OA Peter Dirsch aus der Abteilung für Zahnärztliche Chirurgie stellte die Möglichkeiten der digitalen Volumentomographie (DVT) dar, die eine dreidimensionale Darstellung der Hartgewebsstrukturen des Mundes erlaubt. Eindrucksvoll lassen sich mit diesem Gerät dreidimensional knöcherne parodontale Defekte, Nerv-Verläufe und das Knochenbett für die Aufnahme eines Zahnimplantats darstellen. Insbesondere bei voll impaktierten Weisheitszähnen erlaubt das DVT eine genaue Darstellung der Lagebeziehung zwischen Zahnwurzel und Nerv, so dass eine risikoarme Entfernung des Zahnes möglich ist. Dr. Sebastian Becher aus der Abteilung für Parodontologie zeigte in seinem Vortrag die Möglichkeiten der parodontalen Regeneration mit Knochersatzmaterialien und Schmelz-Matrix-Protein-Derivaten. Dabei ging er insbesondere auf die Fragestellung der Kombination beider Verfahren ein. Er schilderte anhand klinischer Fallbeispiele das operative Verfahren und stellte es kritisch vor dem Hintergrund der verfügbaren wissenschaftlichen Literatur dar.

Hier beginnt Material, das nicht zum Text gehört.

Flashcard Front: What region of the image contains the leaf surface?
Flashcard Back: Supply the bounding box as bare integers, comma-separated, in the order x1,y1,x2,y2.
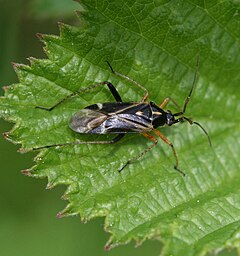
0,0,240,255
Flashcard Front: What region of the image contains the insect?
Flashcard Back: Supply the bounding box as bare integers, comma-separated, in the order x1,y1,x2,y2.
34,58,211,175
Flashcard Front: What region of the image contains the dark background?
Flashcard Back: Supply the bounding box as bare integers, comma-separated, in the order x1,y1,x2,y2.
0,0,160,256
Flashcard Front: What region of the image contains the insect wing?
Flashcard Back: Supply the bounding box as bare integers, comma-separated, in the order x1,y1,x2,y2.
86,102,152,134
69,109,108,133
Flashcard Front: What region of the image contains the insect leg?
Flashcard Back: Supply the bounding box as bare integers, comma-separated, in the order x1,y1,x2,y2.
118,133,158,172
36,81,122,111
106,61,148,102
32,133,125,150
153,130,185,176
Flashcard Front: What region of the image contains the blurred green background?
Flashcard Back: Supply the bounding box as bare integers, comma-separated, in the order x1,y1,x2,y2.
0,0,160,256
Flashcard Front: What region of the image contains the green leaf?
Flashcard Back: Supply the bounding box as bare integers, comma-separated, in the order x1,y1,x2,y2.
0,0,240,255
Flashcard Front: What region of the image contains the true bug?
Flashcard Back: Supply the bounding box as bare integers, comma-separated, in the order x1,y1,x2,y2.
34,58,211,175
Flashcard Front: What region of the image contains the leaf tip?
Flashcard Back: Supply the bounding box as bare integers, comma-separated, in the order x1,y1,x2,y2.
36,33,46,41
21,169,32,177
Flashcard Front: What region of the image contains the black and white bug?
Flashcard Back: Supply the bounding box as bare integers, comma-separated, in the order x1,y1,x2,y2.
34,58,211,175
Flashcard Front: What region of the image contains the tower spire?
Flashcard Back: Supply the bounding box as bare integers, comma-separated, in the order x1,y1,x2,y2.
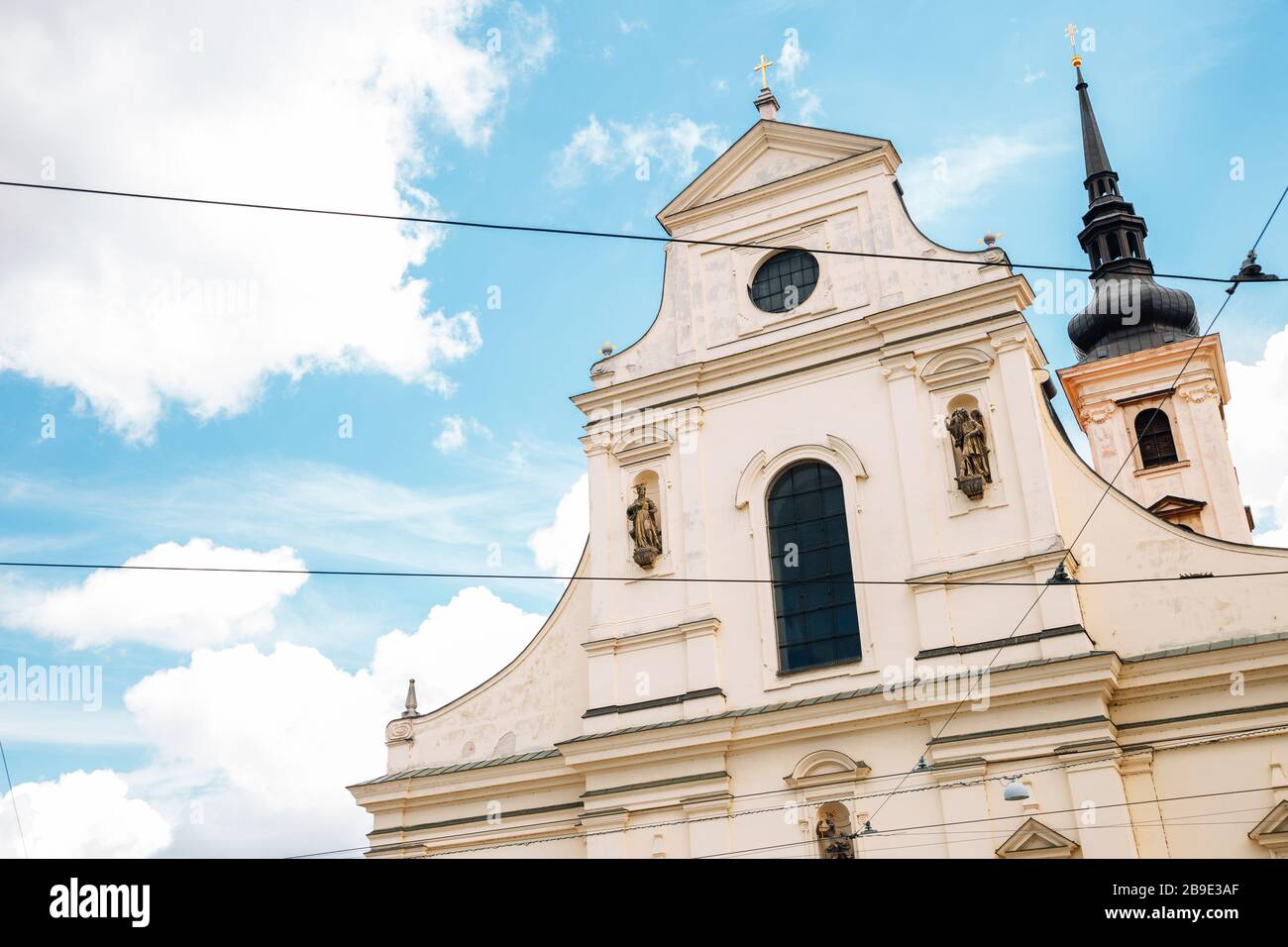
1069,53,1199,362
1073,55,1115,177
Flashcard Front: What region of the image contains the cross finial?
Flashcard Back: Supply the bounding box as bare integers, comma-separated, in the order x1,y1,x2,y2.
403,678,416,716
752,53,773,89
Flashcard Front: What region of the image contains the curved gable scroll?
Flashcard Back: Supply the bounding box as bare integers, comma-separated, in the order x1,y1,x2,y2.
785,750,872,788
733,434,868,510
921,346,993,388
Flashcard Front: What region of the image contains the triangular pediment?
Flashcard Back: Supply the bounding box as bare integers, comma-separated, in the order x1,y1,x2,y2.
1248,798,1288,858
997,818,1078,858
1147,493,1207,515
657,121,899,230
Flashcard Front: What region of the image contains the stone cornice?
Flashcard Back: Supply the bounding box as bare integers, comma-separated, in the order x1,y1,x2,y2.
572,275,1033,420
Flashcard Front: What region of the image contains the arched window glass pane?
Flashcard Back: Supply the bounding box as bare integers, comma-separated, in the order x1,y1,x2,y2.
748,250,818,312
768,460,860,673
1136,407,1176,467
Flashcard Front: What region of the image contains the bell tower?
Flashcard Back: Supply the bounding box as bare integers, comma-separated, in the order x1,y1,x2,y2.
1060,55,1252,543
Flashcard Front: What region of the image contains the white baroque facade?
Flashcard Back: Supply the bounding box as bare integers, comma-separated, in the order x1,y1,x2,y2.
351,76,1288,858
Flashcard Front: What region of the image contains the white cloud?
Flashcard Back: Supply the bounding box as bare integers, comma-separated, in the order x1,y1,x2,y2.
0,770,171,858
550,115,728,188
528,474,590,576
1227,326,1288,548
117,586,542,856
371,586,544,711
0,478,574,857
434,415,492,454
0,0,553,440
899,133,1051,224
0,586,542,857
0,539,306,651
773,29,823,125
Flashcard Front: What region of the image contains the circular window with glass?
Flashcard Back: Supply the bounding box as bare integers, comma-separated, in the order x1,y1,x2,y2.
747,250,818,312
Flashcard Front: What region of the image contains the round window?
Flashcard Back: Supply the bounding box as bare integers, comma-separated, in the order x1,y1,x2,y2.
747,250,818,312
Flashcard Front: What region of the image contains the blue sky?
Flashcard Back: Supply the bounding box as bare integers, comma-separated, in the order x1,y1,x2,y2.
0,0,1288,853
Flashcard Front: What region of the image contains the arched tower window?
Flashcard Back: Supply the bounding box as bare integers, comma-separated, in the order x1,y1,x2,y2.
1136,407,1176,467
768,460,862,673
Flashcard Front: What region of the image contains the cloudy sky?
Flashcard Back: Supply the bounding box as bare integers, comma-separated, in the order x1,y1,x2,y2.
0,0,1288,856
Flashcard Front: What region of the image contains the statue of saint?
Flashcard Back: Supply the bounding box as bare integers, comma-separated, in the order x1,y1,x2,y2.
626,483,662,569
944,407,993,497
814,811,854,858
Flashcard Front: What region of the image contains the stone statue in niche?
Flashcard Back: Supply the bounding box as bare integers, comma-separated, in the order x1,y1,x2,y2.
814,811,854,858
626,483,662,570
944,407,993,500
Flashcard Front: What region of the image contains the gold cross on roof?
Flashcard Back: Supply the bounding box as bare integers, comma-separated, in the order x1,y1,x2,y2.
752,53,773,89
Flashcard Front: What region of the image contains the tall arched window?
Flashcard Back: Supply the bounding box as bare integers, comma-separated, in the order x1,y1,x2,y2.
768,460,860,673
1136,407,1176,467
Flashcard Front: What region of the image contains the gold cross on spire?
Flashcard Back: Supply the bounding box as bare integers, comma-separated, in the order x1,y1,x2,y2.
752,53,773,89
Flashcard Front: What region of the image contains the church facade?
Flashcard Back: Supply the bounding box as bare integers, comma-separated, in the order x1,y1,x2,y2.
351,63,1288,860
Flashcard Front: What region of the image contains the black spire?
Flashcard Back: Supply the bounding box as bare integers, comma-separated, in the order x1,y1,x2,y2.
1069,55,1199,362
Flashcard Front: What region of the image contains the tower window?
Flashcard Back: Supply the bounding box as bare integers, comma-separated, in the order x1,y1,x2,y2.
1136,407,1176,468
747,250,818,312
768,460,862,673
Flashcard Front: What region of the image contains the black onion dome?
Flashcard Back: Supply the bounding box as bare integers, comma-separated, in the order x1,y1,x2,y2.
1069,55,1199,364
1069,274,1201,364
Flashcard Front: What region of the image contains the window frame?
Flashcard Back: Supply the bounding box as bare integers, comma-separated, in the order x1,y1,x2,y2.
734,434,877,693
765,458,863,677
747,246,823,317
1130,406,1181,471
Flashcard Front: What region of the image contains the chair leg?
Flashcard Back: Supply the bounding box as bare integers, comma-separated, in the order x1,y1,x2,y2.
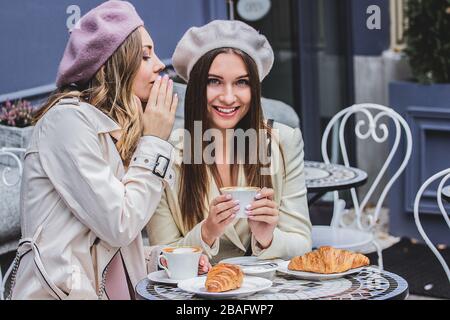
330,198,345,228
0,265,5,300
372,240,383,271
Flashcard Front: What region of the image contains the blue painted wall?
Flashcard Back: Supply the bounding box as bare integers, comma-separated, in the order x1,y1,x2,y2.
352,0,390,56
0,0,227,95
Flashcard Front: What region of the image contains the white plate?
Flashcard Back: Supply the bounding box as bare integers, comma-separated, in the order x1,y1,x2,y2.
277,261,365,281
178,276,272,299
147,270,181,284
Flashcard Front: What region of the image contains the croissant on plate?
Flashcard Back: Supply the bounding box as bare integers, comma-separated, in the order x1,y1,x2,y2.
205,263,244,292
288,246,370,274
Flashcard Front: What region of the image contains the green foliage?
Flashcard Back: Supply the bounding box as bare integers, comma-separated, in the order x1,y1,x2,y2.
405,0,450,84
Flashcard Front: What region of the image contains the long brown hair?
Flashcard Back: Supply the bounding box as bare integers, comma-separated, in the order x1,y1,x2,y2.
35,29,143,165
180,48,282,230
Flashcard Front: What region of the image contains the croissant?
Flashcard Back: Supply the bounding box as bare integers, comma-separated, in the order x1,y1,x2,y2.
205,263,244,292
288,246,370,274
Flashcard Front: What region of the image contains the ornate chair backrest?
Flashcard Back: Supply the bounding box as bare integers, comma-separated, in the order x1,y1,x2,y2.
322,103,412,231
414,169,450,283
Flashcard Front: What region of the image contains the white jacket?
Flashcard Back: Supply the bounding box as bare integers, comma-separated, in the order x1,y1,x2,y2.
12,99,174,299
147,123,312,263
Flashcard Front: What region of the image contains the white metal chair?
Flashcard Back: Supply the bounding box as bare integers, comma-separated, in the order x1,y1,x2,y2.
312,104,412,269
0,148,25,300
414,169,450,283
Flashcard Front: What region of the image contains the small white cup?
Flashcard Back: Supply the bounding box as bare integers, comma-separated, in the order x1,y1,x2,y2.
158,247,202,280
220,187,259,219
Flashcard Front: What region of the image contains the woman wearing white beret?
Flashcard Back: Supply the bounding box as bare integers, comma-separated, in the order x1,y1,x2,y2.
147,21,311,262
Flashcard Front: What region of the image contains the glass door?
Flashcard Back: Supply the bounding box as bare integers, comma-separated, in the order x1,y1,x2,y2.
234,0,354,160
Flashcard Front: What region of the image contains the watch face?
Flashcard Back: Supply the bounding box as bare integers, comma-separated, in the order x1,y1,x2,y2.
153,155,169,178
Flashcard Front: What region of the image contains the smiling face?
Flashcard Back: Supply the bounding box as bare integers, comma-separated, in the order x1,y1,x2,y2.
206,52,252,130
133,27,165,103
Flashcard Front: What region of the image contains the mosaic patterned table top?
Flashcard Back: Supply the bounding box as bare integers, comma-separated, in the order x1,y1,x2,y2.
305,161,367,191
136,267,408,300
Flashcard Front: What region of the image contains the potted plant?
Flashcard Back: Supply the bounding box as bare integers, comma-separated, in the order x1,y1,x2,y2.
389,0,450,244
0,100,36,166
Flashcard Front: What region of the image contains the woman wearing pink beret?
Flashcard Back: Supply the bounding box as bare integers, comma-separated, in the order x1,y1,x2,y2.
10,1,207,300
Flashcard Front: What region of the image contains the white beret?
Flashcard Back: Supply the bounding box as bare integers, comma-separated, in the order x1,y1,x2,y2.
172,20,274,81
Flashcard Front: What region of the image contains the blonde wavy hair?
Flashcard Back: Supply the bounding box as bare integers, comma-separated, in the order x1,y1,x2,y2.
34,29,143,166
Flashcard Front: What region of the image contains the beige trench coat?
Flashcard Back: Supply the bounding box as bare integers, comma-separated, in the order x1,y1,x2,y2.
147,123,311,263
12,99,174,299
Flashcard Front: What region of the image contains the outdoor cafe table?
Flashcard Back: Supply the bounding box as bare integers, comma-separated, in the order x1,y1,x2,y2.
136,266,408,300
305,161,367,205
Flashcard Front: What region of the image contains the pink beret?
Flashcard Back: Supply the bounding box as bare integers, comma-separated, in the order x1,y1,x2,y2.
56,0,144,88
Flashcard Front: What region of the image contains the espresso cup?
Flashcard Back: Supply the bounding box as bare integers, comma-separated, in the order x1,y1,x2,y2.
158,247,202,280
220,187,259,219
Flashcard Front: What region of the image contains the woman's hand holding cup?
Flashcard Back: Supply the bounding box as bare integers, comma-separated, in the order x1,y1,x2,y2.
246,188,279,249
202,194,240,246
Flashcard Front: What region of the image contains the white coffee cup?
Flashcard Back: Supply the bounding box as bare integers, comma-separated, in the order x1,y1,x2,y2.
220,187,260,219
158,247,202,280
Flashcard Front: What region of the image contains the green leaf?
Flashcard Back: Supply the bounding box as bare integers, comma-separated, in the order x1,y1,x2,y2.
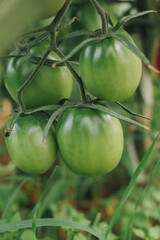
112,10,156,32
112,33,149,65
105,134,159,239
0,218,104,240
58,30,95,45
16,166,58,240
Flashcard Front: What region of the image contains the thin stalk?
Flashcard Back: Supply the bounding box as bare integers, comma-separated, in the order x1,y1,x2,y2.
90,0,108,34
17,48,51,112
53,48,87,103
49,0,72,32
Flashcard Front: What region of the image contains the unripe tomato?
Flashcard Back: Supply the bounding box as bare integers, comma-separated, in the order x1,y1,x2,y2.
5,113,57,174
56,108,123,176
80,30,142,102
3,43,73,108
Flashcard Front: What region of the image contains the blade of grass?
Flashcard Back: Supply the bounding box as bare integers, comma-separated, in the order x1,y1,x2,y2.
16,166,58,240
0,218,104,240
124,159,160,240
105,133,160,239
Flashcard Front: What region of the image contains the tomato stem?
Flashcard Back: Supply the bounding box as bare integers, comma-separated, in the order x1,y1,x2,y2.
90,0,108,34
54,48,87,103
17,48,51,112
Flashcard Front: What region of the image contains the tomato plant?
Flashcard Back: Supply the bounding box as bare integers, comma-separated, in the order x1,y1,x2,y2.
56,108,123,176
5,113,57,174
3,43,73,108
35,0,65,18
80,29,142,102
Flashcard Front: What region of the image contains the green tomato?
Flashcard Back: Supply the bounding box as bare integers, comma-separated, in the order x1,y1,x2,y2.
80,30,142,102
37,0,65,18
5,113,57,174
3,41,73,108
56,108,123,176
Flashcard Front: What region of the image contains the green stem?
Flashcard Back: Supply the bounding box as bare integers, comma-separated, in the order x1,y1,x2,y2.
90,0,108,34
17,48,51,112
48,0,72,33
53,48,87,103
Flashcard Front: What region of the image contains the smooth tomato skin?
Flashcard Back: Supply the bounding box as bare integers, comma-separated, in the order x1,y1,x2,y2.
5,113,57,174
56,108,123,176
3,44,73,108
80,30,142,102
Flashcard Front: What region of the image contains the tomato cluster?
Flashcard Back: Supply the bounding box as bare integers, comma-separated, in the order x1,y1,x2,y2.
3,0,142,176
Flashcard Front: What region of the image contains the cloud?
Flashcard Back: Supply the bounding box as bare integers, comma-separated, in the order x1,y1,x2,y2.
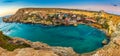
3,0,15,3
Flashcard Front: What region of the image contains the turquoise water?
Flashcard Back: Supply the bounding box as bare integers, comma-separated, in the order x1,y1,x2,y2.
0,17,106,53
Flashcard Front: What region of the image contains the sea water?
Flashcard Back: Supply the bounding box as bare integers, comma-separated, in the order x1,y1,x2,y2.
0,17,106,53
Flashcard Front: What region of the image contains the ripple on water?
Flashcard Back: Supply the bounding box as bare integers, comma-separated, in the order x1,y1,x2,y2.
0,22,106,53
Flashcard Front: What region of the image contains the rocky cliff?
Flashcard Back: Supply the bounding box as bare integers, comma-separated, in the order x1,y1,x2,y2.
0,8,120,56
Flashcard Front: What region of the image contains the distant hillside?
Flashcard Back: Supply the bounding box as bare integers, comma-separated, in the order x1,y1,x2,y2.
0,32,30,51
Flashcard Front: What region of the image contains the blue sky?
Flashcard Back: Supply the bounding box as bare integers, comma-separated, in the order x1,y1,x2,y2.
0,0,120,15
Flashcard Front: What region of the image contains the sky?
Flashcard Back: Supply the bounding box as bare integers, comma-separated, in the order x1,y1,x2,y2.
0,0,120,16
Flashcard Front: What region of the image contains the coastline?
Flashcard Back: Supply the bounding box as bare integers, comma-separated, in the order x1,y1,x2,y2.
0,7,119,56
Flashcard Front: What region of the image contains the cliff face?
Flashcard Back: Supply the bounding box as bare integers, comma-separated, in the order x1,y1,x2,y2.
0,8,120,56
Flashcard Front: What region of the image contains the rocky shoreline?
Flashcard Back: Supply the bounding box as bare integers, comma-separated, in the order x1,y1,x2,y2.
0,8,120,56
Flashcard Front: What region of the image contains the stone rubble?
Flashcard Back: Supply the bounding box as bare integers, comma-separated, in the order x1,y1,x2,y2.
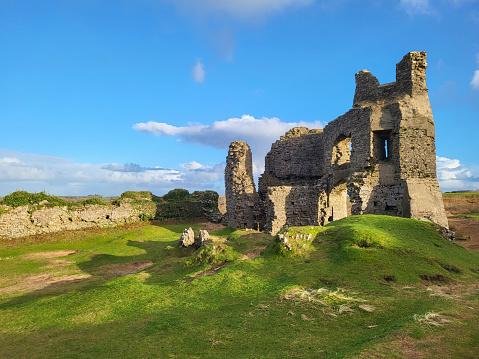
225,52,448,234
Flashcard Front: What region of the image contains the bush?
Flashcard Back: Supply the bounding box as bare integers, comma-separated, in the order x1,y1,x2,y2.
187,243,239,266
2,191,67,207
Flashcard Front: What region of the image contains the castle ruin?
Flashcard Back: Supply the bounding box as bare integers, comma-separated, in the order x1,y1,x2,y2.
225,52,448,234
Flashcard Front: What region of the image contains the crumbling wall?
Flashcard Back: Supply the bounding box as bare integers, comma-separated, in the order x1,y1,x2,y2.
225,141,263,229
227,52,447,233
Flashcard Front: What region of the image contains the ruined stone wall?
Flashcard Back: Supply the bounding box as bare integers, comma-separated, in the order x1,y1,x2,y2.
0,203,148,239
265,186,321,233
225,141,263,229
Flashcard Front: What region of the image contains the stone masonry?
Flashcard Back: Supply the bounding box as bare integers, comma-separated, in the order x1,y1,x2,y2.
225,52,448,233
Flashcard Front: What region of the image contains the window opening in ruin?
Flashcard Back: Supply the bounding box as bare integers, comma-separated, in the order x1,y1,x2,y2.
331,135,353,166
374,130,392,161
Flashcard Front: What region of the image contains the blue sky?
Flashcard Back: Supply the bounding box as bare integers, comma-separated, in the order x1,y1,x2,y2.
0,0,479,195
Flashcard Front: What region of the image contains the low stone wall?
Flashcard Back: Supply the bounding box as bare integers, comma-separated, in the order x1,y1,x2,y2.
0,202,144,239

Den Abschluss des Symposiums bildete der Vortrag von OA Dr. Eckhard Busche aus der Abteilung für Zahnärztliche Prothetik. Klar strukturiert beleuchtete er die schwierige Thematik der Diagnostik temporomandibulärer Dysfunktionen und stellte ein Ablaufdiagramm an das Ende seines Referats, an dem jeder Zahnarzt relativ einfach sein diagnostisches Prozedere ausrichten kann.

Besucherzahl, Qualität der Vorträge, der kollegiale Austausch zwischen Praktikern und Hochschulangehörigen sowie eine mit 16 Ausstellern reichhaltige Industrieausstellung machten dieses Symposium der Zahnmedizinischen Fakultät der Universität Witten/ Herdecke zu einem vollen Erfolg. Man darf jetzt schon auf das nächste Symposium gespannt sein, das im Herbst 2010 geplant ist.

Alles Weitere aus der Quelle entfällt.